It’s an expectation that a story will be filled with conflict and tension, but what does it mean? What is the difference? How to outline it in a plan?
Let’s start with the big player in the game:
Conflict is the trouble caused by the things that get in the way of a goal. If the story goal is: will they/won’t they (for a romance), then all the obstacles and problems that threaten that goal are conflicts. The compelling motivation for the character to achieve the goal, to find resolution to the story question, means they’re willing to risk everything to achieve it because if nothing changes, their world isn’t worthwhile.
Right. That means that conflict comes because there is a strong motivation that compels the character to get/do/become or the consequences of inaction will ruin their lives.
If there are no consequences to the actions undertaken to achieve the goal, why do it? Why spend so much time pursuing something that doesn’t matter?
Okay, that’s a bit melodramatic, but we’re talking fiction, and fiction takes the truth and smacks it around a bit so the audience sees the path more clearly.
Now to the noose:
Tension is more covert. It hides in the bushes, waiting to test the motivations, to eavesdrop on secrets, to twist the search for the goal into something it wasn’t at the beginning. It has subtext, is the current beneath the surface, displays irony.

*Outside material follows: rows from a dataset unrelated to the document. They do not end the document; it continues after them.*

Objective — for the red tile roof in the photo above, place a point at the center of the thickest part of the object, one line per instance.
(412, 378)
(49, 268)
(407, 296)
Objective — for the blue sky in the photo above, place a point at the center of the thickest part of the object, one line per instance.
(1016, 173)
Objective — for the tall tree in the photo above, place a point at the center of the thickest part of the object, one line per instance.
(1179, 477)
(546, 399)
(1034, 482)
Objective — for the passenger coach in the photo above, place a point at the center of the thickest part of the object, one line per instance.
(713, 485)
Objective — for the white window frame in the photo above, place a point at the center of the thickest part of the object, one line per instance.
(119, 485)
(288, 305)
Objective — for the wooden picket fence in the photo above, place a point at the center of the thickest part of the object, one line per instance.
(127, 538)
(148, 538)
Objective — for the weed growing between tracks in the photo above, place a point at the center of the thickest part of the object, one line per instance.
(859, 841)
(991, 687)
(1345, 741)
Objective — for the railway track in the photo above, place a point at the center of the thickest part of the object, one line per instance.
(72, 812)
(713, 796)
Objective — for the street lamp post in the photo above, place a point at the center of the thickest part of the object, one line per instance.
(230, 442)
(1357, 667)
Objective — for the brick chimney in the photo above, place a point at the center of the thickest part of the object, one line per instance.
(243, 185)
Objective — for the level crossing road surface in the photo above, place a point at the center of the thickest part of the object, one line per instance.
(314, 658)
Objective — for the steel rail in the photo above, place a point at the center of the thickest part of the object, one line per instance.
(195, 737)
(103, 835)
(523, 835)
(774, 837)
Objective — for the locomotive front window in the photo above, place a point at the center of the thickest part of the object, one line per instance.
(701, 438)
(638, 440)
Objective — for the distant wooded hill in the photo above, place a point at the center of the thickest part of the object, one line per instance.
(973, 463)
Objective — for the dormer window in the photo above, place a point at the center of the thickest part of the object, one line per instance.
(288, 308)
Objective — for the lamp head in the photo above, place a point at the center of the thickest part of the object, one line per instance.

Basically, a plot is a story unfolding through the events, actions, reactions, strategic plans, tactics, etc., that move the character through the story toward the goal. These actions and events and movements demonstrate consequences (or spits of foreshadowing). A plot begins with a problem, an unfilled desire, an immediate or likely threat, an unanswered question. Whatever it is, it’s unresolved tension, an unfinished through-line in expectation of a resolution.
Tension, basically, is the risk underlying all the actions, reactions, scene outcomes that divert from the main story goal, that torture the journey from the beginning to the end.
When characters make choices (decisions to get/do/become) that become actions, it influences the storyline in a way that matters. It’s the significance of these small parts of the overall journey that induce tension, that ask the question of whether the hope is too high, the cost too heavy, the journey too long, the significance too wavering to keep going?
The tension is in these things. Will the character snap under the pressure? Will they make a wrong choice? Will they give up before they see the way through?
Conflicts are the knots in the rope, tension is the tangles that pull it too tight to carry the weight without a shift in the grip …
Is that how you see it? Is there more to conflict and tension that these basic interpretations? I’d love to hear about it.